Subordination methods for free deconvolution

TL;DR

This paper develops subordination functions for free additive and multiplicative deconvolutions, providing algorithms for their computation and extending results to operator-valued distributions, thereby simplifying the free deconvolution problem.

Contribution

It introduces a method to compute subordination functions for free deconvolutions under moment conditions, linking the problem to classical deconvolution with Cauchy distributions.

Findings

Provides explicit algorithms for subordination functions

Reduces free deconvolution to classical deconvolution with Cauchy distribution

Extends results to operator-valued distributions

Abstract

In this paper, we give subordination functions for free additive and free multiplicative deconvolutions in some domain of the complex half-plane, under the condition that the distributions admit moments, respectively, of second order for the additive deconvolution and of fourth order for the multiplicative one.
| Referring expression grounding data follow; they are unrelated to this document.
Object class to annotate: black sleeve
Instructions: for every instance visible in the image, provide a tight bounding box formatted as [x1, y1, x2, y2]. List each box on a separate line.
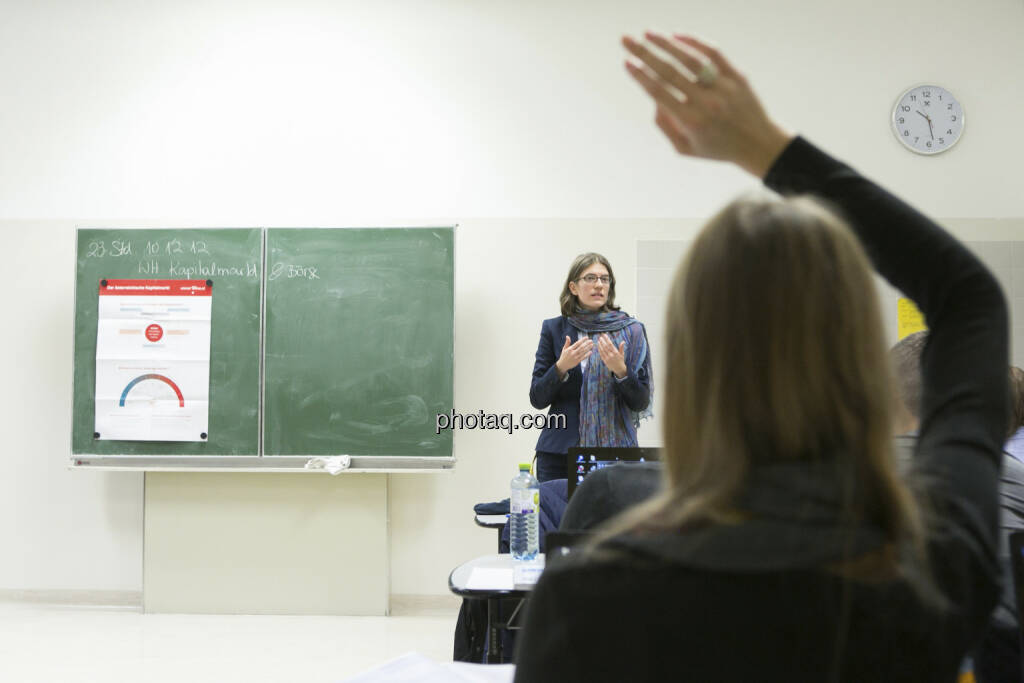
[513, 565, 585, 683]
[530, 321, 572, 410]
[560, 463, 662, 531]
[560, 469, 614, 531]
[765, 137, 1008, 594]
Our method of proof allows us to give an algorithm to calculate these subordinations functions, and thus the associated Cauchy transforms, for complex numbers with imaginary part bigger than a parameter depending on the measure to deconvolve. This reduces the problem of free deconvolutions to the one of the classical deconvolution with a Cauchy distribution and thus combined with known methods for the latter problem we are able to solve the deconvolution problem for the scalar case. We present also an extension of these results to the case of operator valued distributions.